The Georgians, Edwardians and Victorians knew all about bay windows and used them to try to make the most of the spasmodic sunlight that has always characterised the British climate. However, the Elizabethans also used the technique of glazing windows on three sides, and, pushing a point, one could argue that they derived the idea from the defensive towers that protruded from castle curtain walls throughout the mediaeval period.
In Elizabethan days the concept became quite refined and fortunately we still have many survivors not only full-face square ones but semi-circular, half hexagons, half octagons and one or two other variations.
But why is this tried and proven – and very British – technique used so sparingly by self-builders today? One reason, according to architect and Arts & Crafts expert Peter King, is the popularity of conservatories.
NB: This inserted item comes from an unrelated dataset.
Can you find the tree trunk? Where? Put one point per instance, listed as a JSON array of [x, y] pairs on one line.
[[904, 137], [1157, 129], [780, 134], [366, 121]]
If it comes to a choice Peter knows which he prefers. “A big bay window creates as much light as a conservatory but it doesn’t isolate the existing house from the garden – and it brings light into the house rather than keeping it away, as most conservatories do,” he says.
Peter likes to build at least one bay into every house he designs if the opportunity arises. So does award-winning architect – and Arts & Crafts specialist – Richard Holden, who created a full-height square bay window when he remodelled the south-west elevation of his 1959 brick-built house in Wimbledon.
Peter King did something rather more unusual with the end elevation of the new galleried extension to his Cotswold stone cottage. He inserted a two storey bay window with a central wooden mullion with six vertical panes of glass in the opening window on either side. Together with rooflights at the rear this ensures that light pours into both floors of the small extension. Another previous project involved adding a galleried bay that served two floors to a house dating from 1908.
Richard Holden also likes to create variations on the theme. In a refurbishment and extension to an Edwardian house he used an oak framed two storey bay containing large picture windows on three sides.
Architect and design expert George Baxter is also a great enthusiast for bay windows. “I’d like to see a renaissance of the bay in domestic building,” he says. “It is an area of self-build where there are far too many missed opportunities. Constructing bays need not necessarily be that expensive. They are an excellent way of breaking up an elevation and pulling light into a house.”
A useful trick when self-building on a site that is rather tight at the sides of the plot is to create a hanging or bracketed bay that is unsupported from the ground. This is a cunning way of stepping out a building close to the boundary where it might have otherwise been difficult or impossible to gain planning consent. Another technique is to pull the gable end of the roof forward to form the roof of the bay window. In Edwardian and Arts & Crafts style houses this can look very effective, especially when the triangular space above the bay and beneath the gable end is tile-hung. When this technique is used George advises extending the roof overhang and bringing the bargeboard away from the wall to allow for the shadow effect and to make the bargeboard appear functional and avoid it looking as though it has been stuck on.
“There are many ways to save on costs with bay windows,” George says. “One is to make the main roof catslide down over the bay. This way a new roof with framing and valley gutters will not be needed. This is also a good way to add interest to your house.”
George’s other key piece of advice is to self-builders who want a door in their downstairs bay. “In many ways the ideal bay has no doors, as the best use of space in my view is to have a window seat above a cupboard or other form of storage space, and a window sill on which you can put things on either side. If you decide on a door, however, there are two options: one is to go for a full-height glazed panel on either side; the other is to have a sill on either side.
“The key is to design your bay from the outset and to have a proper drawing and see the bay is correctly set out. If you just design the bay as you go along you will probably lose space, especially if you have cavity walls.”